Plastic Assembly Welding Applications
Standard Flared Stake
The standard flared stake satisfies the requirements of most applications. This stake is recommended for bosses with an O.D. of 1/16-inch (1.6 mm) or larger and is ideally suited for low density, nonabrasive amorphous plastics.
The spherical stake is preferred for bosses with an O.D. less than 1/16-inch (1.6 mm). It is also recommended for crystalline plastics with sharp highly defined melting temperatures, for plastics with abrasive fillers, and for materials that degrade easily.
Bosses with an O.D. in excess of 5/32-inch (4 mm) should be made hollow. Staking a hollow boss produces a large strong head without having to melt a large amount a material. Also, the hollow stake avoids sink marks on the opposite side of the component, and enables the parts to be reassembled with self-taping screws, should repair and disassembly be necessary.

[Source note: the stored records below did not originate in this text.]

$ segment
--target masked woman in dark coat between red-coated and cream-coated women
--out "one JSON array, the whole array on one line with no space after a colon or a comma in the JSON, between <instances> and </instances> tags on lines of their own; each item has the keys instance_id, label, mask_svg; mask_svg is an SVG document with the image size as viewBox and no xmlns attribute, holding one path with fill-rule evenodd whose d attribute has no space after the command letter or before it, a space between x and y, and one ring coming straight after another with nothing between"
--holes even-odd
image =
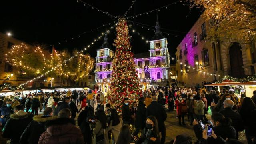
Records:
<instances>
[{"instance_id":1,"label":"masked woman in dark coat between red-coated and cream-coated women","mask_svg":"<svg viewBox=\"0 0 256 144\"><path fill-rule=\"evenodd\" d=\"M188 100L186 101L186 104L188 106L188 120L190 120L189 126L191 126L194 118L196 117L194 108L193 108L193 106L196 105L196 100L194 100L192 93L188 94Z\"/></svg>"}]
</instances>

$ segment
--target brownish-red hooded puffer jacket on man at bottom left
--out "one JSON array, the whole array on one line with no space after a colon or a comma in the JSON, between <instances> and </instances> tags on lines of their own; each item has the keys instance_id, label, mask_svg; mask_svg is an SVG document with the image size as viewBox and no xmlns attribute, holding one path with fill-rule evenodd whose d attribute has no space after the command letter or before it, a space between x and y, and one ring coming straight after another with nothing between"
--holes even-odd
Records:
<instances>
[{"instance_id":1,"label":"brownish-red hooded puffer jacket on man at bottom left","mask_svg":"<svg viewBox=\"0 0 256 144\"><path fill-rule=\"evenodd\" d=\"M38 144L84 144L84 138L75 121L70 118L57 118L46 122Z\"/></svg>"}]
</instances>

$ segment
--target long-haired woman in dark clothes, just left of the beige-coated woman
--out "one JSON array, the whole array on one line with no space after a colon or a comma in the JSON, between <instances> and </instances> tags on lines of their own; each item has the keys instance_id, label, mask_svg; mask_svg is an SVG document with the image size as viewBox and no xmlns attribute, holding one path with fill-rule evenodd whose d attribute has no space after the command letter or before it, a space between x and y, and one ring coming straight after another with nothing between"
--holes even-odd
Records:
<instances>
[{"instance_id":1,"label":"long-haired woman in dark clothes, just left of the beige-coated woman","mask_svg":"<svg viewBox=\"0 0 256 144\"><path fill-rule=\"evenodd\" d=\"M106 127L107 116L104 110L99 109L96 112L95 129L92 132L92 134L94 135L94 140L96 140L97 144L104 144L104 130L106 129Z\"/></svg>"}]
</instances>

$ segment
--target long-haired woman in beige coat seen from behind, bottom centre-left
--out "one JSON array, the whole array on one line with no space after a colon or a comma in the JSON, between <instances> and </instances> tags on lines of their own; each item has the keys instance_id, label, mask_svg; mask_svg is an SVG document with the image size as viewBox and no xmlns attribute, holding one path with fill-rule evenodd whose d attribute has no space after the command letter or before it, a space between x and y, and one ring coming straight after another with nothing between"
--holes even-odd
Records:
<instances>
[{"instance_id":1,"label":"long-haired woman in beige coat seen from behind, bottom centre-left","mask_svg":"<svg viewBox=\"0 0 256 144\"><path fill-rule=\"evenodd\" d=\"M105 143L109 144L108 141L108 131L112 132L112 139L114 140L114 143L118 139L118 135L120 132L120 129L122 127L122 122L120 121L119 115L116 111L116 109L112 108L110 110L110 121L108 122L108 126L105 130L104 138L105 138Z\"/></svg>"}]
</instances>

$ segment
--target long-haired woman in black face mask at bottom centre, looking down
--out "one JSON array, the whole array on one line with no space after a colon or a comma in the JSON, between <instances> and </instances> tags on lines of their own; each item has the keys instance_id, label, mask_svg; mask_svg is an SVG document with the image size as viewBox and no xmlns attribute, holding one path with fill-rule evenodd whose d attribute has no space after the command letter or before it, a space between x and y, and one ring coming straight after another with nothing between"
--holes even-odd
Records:
<instances>
[{"instance_id":1,"label":"long-haired woman in black face mask at bottom centre, looking down","mask_svg":"<svg viewBox=\"0 0 256 144\"><path fill-rule=\"evenodd\" d=\"M134 141L137 144L160 144L160 134L156 117L147 117L146 128L142 130L140 138L134 136Z\"/></svg>"}]
</instances>

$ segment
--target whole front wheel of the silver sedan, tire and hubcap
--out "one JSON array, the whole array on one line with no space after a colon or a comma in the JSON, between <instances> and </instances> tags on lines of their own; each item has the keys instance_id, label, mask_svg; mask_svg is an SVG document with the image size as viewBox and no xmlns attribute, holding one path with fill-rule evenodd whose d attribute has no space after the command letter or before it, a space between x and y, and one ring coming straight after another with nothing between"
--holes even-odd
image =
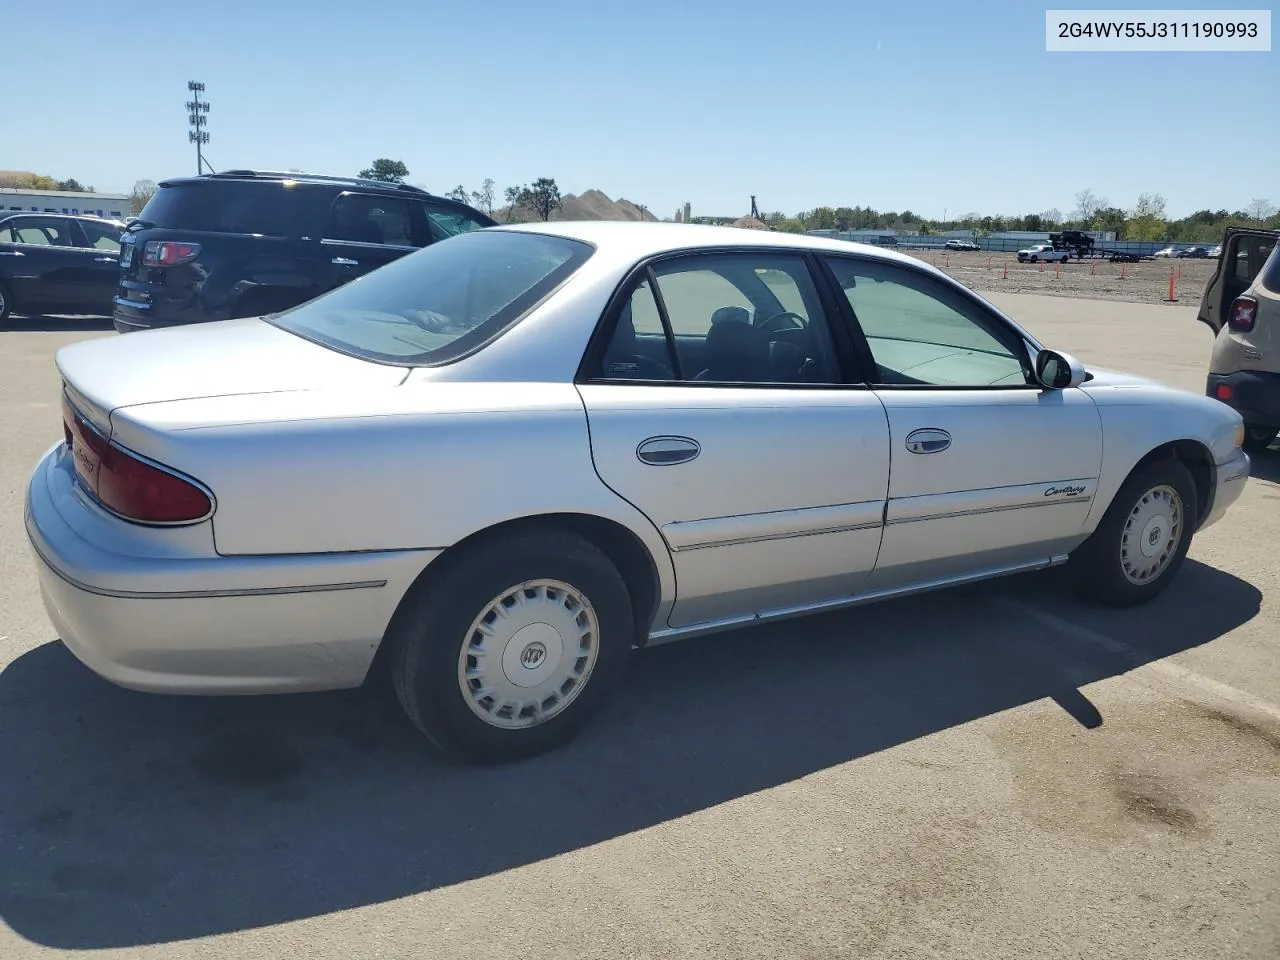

The knurled stake is used in applications where appearance and strength are not critical. Since alignment is not an important consideration, the knurled stake is ideally suited for high volume production, and is often recommended for use with a hand-held ultrasonic spot welder. Knurled tips are available in a variety of fine, medium and course configurations.
The flush stake is used for applications requiring a flush surface. The flush stake requires that the retained piece has sufficient thickness for a chamber or counterbore.
Ultrasonic staking controls the flow of the molten plastic used to capture or retain another component in place. Ultrasonic staking provides an alternative to welding when the two parts consist of dissimilar materials that cannot be welded or when simple mechanical retention of one part relative to another is inadequate (i.e. as distinct from molecular bonding). A common application is the attachment of plastic to metal. Typically a metal part, with location holes, is placed over a plastic part with molded bosses. The horn tip is then pressed against the plastic boss and the vibratory motion creates friction and localized heating. As the boss melts, the light pressure from the horn forms a head to a shape determined by the horn tip configuration. When the vibrations stop, the plastic material solidifies, and the dissimilar materials are fastened together.
With staking, tight assemblies are possible because mating parts are clamped under pressure of the horn until the rivet head solidifies. There is no elastic recovery as is the case with heat staking or cold forming. A major advantage of ultrasonic staking over heat staking is that the ultrasonic staking tip remains relatively cool during the process, forming a clean head with no sticking or stringing during assembly.
During spot welding, the horn tip penetrates through the top sheet and enters the bottom sheet to a depth of one half the top sheet thickness. The displaced molten plastic is shaped by a cavity in the tip to create an annular formation around the weld. Simultaneously, the molten plastic displaced from the second sheet flows into the pre-heated area and forms a permanent molecular bond. Large thermoplastic parts and applications with hard to reach joining surfaces can easily be welded together using an ultrasonic spot welder and standard replaceable tips.
In ultrasonic insertion a metal insert is placed in a cored or drilled hole that is slightly smaller than the insert. This hole provides a certain degree of interference and also serves to guide the insert into place. The vibrating ultrasonic horn contacts the insert and the ultrasonic vibrations travel through the insert to the interface of the metal and plastic. Heat, generated by the insert vibrating against the plastic, causes the plastic to melt, and as the horn advances, the insert is embedded into the component. The molten plastic flows into the serrations, flutes, or undercuts of the inserts, and when the vibrations terminate, the plastic re-solidifies and the insert is securely encapsulated in place. Inserts can be ultrasonically installed in most thermoplastics.
Ultrasonic insertion provides the high performance strength values of a molded-in insert while retaining all of the advantages of post-molded installation. Some of the advantages of ultrasonic insertion over other methods include rapid installation, minimal residual stresses in the component following insertion, elimination of potential mold damage, reduced mold fabrication costs and increased productivity as a result of reduced mold cycle times.